September 15, 2017
Let the children be free; encourage them; let them run outside when it is raining; let them remove their shoes when they find a puddle of water; and, when the grass of the meadows is damp with dew, let them run on it and trample it with their bare feet; let them rest peacefully when a tree invites them to sleep beneath it’s shade; let them shout and laugh when the sun wakes them in the morning as it wakes every living creature that divides its day between waking and sleeping” ~ Maria Montessori
If you travel to Hilltop Montessori School around noon on a weekday, you might be surprised to hear chatter and laughter coming from the forest adjacent to the parking lot. Walk the short dirt path into the woods, and you’ll encounter children darting among the trees, building forts from bark and fallen branches, collecting fistfuls of acorns and pinecones, and creating a magical world of their own making. This environment offers lessons that are just as valuable as those taught inside our classrooms. Just as our morning classroom work cycle gives students the freedom to choose the “work” that they are developmentally ready for, our Elementary recess and after school time lets children choose any activities from fantasy play in the woods to developing their skateboarding skills.
In the increasingly structured and technological world in which we live, it is of utmost importance to provide children with unstructured play time in the natural world. At Hilltop, Elementary Recess and After Care are both designed to offer this time for children to engage in imaginative, free play within a safe, supervised environment – often in “Haytown”. The name “Haytown” has been around for years! Originally children collected cut grass from the freshly mowed fields and used that as their currency.

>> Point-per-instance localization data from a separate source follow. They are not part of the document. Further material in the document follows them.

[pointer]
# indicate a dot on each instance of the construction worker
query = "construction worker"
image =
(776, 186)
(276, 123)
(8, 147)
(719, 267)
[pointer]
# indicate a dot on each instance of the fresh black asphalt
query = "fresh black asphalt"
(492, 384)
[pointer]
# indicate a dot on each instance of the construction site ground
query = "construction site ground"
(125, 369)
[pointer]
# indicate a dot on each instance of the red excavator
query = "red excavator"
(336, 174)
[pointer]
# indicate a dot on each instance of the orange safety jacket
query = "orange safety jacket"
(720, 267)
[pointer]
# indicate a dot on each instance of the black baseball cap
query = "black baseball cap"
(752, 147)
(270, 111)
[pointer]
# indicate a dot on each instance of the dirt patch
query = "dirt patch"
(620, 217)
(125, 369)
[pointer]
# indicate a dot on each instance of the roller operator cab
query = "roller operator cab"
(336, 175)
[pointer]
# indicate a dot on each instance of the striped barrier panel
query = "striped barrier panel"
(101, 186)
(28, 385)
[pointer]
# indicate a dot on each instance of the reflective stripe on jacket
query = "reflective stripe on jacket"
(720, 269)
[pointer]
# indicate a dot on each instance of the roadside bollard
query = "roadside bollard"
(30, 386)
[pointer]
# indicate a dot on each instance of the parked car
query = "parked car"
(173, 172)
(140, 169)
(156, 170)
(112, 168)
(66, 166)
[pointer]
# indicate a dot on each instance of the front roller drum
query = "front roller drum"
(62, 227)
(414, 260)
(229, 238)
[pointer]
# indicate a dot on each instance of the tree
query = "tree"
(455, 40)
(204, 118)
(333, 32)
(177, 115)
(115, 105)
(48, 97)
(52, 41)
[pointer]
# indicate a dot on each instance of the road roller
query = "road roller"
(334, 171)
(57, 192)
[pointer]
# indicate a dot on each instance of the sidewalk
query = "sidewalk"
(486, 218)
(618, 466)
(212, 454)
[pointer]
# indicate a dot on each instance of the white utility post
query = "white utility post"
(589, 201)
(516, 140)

For our elementary students, social-emotional learning is a component of free play that we support during Recess and After Care. Children are constantly driven to resolve conflict with peers, collaborate on long-term projects, negotiate around shared resources, and make decisions to reach their own goals. We repeatedly see children devising compromises to divvy up bricks, logs, acorns, etc., working in a group for weeks at a time on elaborate forest dwellings, and learning to navigate the socially tricky ins and outs of running a Haytown business. Outside of Haytown, we often observe groups of students working together to develop rules and guidelines for games like Four Square, Capture the Flag, and Monkey Bar Tag.
Another enormous benefit of unstructured play is physical fitness and dexterity. Practicing pull ups on the monkey bars, lugging logs through Haytown to build a fort, learning how to ride a unicycle, balancing on a fallen log in the woods; these activities allow children to build their strength and coordination through play.
Finally, playing in the natural world allows children to expand their sense of wonder, creativity, and imagination. The economy within Haytown is living testament. Children open restaurants, antique shops, insurance agencies, newspaper publishers, general stores, arcades, and drive throughs. Customers looking to buy goods or services can use quartz stones, known as “crystals”, to make their purchases. Children are continuously dreaming up original business schemes, finding new uses for old materials, and using their imaginations to create a true culture and community within Haytown. This is a genuine joy to observe.
So, next time you pick up your child take a moment to observe some of the amazing structures that have been built and the learning that’s occurring during that unstructured time. As Maria Montessori reminds us: “Play is the work of the child.”